/////////////////////////////////////////////////////////////////////////
//// can-mcp2510.c ////
//// CAN Library routines for Microchip's MCP2510 (and compatable) ////
//// CAN IO expanders. ////
//// ////
//// This library provides the following functions: ////
//// (for more information on these functions see the comment ////
//// header above each function) ////
//// ////
//// can_init - Configures the MCP2510 CAN peripheral ////
//// ////
//// can_set_baud - Sets the baud rate control registers ////
//// ////
//// can_set_mode - Sets the CAN module into a specific mode ////
//// ////
//// can_set_id - Sets the standard and extended ID ////
//// ////
//// can_get_id - Gets the standard and extended ID ////
//// ////
//// can_putd - Sends a message/request with specified ID ////
//// ////
//// can_getd - Returns specifid message/request and ID ////
//// ////
//// can_kbhit - Returns true if there is data in one of the ////
//// receive buffers ////
//// ////
//// can_tbe - Returns true if the transmit buffer is ready to ////
//// send more data ////
//// ////
//// can_abort - Aborts all pending transmissions ////
//// ////
//// You will need a CAN transeiver to connect CANRX and CANTX ////
//// pins to CANH and CANL bus lines. ////
//// ////
//// CCS provides an example, ex_can_ccs_b.c, which shows how to use ////
//// this library with CCS's CAN Prototype board. ////
//// ////
/////////////////////////////////////////////////////////////////////////
//// ////
//// Version History ////
//// ////
//// Jul 27 04 - can_init() uses CAN_USE_EXTENDED_ID instead of ////
//// setting all RX filters to extended. ////
//// ////
//// Apr 20 04 - Fixed a compling problem. ////
//// ////
//// Feb 24 04 - can_get_id() fixed for EID<18:20>. ////
//// ////
/////////////////////////////////////////////////////////////////////////
//// (C) Copyright 1996,2003 Custom Computer Services ////
//// This source code may only be used by licensed users of the CCS ////
//// C compiler.
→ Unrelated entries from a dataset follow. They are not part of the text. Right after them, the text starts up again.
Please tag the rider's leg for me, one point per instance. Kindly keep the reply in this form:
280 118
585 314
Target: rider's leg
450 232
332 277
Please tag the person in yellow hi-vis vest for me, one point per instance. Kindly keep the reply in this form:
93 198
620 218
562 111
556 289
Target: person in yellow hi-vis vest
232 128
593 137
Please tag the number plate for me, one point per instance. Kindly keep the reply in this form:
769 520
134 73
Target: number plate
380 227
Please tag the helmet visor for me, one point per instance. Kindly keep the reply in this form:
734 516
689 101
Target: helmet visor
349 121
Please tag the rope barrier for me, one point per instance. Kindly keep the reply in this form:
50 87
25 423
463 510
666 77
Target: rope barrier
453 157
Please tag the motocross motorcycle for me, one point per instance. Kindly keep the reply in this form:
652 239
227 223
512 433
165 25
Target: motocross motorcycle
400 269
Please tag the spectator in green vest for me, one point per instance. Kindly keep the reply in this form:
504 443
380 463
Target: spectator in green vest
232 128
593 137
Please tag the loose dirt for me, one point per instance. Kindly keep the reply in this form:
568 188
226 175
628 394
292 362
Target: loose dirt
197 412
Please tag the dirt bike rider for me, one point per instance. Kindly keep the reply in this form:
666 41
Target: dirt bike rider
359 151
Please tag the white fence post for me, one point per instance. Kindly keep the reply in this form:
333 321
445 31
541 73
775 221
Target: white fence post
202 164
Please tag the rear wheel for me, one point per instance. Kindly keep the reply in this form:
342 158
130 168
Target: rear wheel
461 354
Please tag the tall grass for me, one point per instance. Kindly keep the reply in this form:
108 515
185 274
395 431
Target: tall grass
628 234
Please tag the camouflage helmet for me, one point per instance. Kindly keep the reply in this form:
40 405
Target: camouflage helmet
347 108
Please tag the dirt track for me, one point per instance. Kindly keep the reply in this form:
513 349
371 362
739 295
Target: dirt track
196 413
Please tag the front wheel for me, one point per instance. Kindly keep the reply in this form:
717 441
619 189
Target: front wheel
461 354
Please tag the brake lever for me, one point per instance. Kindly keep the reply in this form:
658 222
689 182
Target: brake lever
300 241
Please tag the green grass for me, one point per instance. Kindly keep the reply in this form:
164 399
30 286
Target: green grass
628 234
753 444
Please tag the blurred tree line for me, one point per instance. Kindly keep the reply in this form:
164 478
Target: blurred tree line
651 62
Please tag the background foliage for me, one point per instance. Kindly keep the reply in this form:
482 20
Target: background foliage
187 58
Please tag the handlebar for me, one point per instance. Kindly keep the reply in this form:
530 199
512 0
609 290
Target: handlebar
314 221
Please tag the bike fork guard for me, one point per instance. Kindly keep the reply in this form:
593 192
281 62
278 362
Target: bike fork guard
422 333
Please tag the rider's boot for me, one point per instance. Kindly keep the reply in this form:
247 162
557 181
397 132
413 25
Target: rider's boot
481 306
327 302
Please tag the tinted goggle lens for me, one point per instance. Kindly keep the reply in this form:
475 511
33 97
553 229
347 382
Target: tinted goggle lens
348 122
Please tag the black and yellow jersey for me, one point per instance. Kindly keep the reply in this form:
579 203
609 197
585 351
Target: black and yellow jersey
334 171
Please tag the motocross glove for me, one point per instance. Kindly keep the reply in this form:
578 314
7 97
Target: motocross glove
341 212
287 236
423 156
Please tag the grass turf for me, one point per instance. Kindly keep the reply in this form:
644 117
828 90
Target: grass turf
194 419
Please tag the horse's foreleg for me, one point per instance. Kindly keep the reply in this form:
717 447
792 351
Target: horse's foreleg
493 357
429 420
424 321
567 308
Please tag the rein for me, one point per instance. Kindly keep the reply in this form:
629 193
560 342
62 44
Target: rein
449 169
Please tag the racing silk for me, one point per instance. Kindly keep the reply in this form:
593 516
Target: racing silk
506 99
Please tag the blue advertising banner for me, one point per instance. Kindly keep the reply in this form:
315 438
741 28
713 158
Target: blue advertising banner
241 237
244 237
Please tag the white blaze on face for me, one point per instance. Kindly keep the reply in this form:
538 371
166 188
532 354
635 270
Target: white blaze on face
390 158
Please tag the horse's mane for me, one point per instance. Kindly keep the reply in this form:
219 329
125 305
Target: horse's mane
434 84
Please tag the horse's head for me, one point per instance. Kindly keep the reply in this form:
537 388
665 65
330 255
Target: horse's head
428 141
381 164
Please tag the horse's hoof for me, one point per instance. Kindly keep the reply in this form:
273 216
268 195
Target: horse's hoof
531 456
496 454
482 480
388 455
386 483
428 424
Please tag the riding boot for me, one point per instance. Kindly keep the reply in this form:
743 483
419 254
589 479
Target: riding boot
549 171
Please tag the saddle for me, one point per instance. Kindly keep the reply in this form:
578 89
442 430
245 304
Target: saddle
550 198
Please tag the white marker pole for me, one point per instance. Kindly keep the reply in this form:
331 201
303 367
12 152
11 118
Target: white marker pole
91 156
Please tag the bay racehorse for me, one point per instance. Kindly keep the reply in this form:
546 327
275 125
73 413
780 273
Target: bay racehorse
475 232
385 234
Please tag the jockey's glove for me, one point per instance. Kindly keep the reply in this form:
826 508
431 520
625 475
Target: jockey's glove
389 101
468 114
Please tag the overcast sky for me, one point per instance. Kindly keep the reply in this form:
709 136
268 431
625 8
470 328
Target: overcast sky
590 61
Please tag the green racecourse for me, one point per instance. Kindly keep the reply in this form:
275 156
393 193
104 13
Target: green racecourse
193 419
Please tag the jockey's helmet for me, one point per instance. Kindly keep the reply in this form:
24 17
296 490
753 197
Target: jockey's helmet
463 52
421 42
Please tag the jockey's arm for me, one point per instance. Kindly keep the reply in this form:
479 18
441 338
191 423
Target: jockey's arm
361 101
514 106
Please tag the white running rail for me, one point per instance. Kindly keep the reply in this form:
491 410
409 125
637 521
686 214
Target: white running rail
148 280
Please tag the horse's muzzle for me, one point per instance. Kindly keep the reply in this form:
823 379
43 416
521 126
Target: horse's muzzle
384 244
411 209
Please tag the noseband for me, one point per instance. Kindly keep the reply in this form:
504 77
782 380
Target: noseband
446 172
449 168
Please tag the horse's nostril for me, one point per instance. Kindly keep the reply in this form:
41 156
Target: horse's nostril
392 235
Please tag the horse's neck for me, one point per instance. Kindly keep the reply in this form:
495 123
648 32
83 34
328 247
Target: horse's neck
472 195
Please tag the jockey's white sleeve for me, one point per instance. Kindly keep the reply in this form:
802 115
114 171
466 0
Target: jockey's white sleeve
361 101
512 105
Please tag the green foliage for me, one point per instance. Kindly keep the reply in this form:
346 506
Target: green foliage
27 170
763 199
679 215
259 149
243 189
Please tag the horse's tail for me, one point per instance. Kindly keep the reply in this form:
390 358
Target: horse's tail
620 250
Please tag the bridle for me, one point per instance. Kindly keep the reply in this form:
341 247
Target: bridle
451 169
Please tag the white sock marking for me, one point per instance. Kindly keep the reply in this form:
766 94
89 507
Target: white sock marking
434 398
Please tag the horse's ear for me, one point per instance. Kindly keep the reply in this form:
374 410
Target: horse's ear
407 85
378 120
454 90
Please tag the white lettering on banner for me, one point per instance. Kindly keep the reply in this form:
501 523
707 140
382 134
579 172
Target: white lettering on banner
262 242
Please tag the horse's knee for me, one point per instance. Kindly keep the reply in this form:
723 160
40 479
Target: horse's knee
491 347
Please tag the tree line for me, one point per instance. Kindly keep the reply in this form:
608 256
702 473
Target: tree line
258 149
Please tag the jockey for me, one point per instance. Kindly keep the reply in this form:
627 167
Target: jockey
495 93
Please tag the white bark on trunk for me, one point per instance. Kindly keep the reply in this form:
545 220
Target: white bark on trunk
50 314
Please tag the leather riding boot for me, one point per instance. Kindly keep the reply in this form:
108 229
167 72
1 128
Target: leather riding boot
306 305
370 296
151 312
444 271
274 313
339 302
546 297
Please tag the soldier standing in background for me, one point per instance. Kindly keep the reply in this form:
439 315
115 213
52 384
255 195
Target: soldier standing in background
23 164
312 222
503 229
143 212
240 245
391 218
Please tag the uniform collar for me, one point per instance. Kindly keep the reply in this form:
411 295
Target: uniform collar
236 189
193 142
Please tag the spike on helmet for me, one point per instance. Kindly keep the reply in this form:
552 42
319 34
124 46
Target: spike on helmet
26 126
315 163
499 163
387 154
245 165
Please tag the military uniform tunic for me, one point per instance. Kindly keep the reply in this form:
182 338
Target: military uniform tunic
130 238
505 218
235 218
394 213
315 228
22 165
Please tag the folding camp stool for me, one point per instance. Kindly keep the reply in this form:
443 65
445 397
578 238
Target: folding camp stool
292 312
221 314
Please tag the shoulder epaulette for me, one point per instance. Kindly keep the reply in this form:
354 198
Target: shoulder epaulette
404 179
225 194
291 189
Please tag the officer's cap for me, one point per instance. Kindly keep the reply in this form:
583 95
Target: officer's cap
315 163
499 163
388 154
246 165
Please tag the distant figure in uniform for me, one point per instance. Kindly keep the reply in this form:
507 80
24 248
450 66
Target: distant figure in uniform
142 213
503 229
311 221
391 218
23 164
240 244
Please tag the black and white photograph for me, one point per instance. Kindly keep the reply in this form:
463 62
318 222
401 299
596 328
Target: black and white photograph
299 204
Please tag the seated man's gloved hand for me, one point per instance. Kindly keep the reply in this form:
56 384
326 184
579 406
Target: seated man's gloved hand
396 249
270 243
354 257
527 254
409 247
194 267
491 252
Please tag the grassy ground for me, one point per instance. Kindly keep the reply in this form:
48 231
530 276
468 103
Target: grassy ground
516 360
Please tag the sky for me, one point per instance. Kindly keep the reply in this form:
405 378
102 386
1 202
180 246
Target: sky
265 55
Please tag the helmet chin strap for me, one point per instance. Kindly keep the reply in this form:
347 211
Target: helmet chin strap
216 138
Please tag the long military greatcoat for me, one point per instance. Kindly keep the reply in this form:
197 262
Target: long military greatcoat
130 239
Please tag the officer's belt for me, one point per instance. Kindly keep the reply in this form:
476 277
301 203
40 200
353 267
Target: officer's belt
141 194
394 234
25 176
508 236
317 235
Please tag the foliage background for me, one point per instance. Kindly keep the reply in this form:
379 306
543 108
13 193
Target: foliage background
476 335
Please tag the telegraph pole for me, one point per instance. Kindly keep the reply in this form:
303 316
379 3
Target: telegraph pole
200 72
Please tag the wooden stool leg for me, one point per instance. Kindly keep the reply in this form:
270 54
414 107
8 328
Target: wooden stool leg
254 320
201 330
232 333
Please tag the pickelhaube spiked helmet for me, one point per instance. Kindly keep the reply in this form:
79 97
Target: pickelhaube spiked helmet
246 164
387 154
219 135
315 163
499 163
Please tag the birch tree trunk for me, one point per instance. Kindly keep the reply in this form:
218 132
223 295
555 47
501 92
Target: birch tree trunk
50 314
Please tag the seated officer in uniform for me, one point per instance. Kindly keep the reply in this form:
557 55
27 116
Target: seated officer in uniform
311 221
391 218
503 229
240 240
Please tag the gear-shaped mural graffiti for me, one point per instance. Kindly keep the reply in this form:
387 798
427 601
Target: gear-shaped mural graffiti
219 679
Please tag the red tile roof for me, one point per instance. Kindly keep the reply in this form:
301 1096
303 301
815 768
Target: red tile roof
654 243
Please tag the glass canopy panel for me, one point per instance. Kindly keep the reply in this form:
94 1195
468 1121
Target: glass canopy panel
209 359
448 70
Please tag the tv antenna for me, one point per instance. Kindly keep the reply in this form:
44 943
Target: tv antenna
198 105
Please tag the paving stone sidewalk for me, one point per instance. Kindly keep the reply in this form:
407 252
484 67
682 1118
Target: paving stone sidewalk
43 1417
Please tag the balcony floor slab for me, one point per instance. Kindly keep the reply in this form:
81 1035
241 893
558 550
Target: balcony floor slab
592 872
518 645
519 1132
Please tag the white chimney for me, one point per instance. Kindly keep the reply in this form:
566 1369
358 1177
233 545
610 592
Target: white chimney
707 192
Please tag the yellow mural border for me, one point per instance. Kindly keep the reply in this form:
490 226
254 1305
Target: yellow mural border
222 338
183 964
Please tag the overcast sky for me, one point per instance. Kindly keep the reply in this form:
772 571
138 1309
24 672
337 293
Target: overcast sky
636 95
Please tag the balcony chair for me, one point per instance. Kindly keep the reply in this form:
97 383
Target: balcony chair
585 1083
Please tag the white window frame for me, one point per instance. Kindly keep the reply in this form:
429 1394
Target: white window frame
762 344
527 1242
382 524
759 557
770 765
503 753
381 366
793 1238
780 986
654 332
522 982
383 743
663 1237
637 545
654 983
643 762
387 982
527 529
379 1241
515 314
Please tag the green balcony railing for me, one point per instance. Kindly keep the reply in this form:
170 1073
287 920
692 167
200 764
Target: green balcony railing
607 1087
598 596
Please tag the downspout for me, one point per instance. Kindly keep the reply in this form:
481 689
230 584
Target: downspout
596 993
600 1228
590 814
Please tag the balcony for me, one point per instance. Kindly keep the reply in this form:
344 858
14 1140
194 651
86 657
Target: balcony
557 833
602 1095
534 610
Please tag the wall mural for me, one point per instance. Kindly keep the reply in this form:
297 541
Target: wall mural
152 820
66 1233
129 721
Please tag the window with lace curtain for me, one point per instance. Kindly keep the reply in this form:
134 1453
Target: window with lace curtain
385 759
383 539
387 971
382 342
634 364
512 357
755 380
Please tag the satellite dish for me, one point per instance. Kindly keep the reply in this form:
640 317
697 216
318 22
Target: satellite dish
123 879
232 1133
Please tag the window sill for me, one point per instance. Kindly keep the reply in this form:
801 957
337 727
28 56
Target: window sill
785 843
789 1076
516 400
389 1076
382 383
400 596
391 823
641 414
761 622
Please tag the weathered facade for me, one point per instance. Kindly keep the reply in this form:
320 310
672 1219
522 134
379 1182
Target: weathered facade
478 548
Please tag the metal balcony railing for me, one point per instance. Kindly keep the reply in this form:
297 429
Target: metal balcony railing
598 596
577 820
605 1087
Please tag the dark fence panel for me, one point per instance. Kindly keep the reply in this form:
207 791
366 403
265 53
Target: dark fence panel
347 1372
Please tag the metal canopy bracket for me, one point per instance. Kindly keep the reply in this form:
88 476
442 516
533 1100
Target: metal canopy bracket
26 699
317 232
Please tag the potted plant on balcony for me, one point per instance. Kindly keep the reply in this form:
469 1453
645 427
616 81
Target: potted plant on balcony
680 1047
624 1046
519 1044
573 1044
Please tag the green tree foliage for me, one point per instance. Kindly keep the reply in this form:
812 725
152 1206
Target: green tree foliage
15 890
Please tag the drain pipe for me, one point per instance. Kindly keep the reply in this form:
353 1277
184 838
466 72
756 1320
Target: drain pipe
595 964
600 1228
This source code may only be distributed to other ////
//// licensed users of the CCS C compiler. No other use, ////
//// reproduction or distribution is permitted without written ////
//// permission. Derivative programs created using this software ////
//// in object code form are not restricted in any way. ////
/////////////////////////////////////////////////////////////////////////
#include <can-mcp2510.h>
//IO pins connected to MCP2510
#ifndef EXT_CAN_CS
#define EXT_CAN_CS PIN_B1
#define EXT_CAN_SI PIN_C1
#define EXT_CAN_SO PIN_C0
#define EXT_CAN_SCK PIN_C3
// #define EXT_CAN_RESET PIN_B5 //CCS library does not use this pin by default
// #define EXT_CAN_TX0RTS PIN_C4 //CCS library does not use this pin by default
// #define EXT_CAN_TX1RTS PIN_B4 //CCS library does not use this pin by default
// #define EXT_CAN_TX2RTS PIN_C2 //CCS library does not use this pin by default
#endif
#if CAN_DO_DEBUG
#define can_debug printf
#else
#define can_debug
#endif
int prescaler;
int1 clkenable;
////////////////////////////////////////////////////////////////////////
//
// can_init()
//
// Initializes MCP2510 CAN peripheral. Sets the RX filter and masks so the
// CAN peripheral will receive all incoming IDs. Configures both RX buffers
// to only accept valid valid messages (as opposed to all messages, or all
// extended message, or all standard messages).
//
// The constants (CAN_USE_RX_DOUBLE_BUFFER, CAN_ENABLE_DRIVE_HIGH,
// CAN_ENABLE_CAN_CAPTURE, etc) are given a default define in the can-mcp2510.h file.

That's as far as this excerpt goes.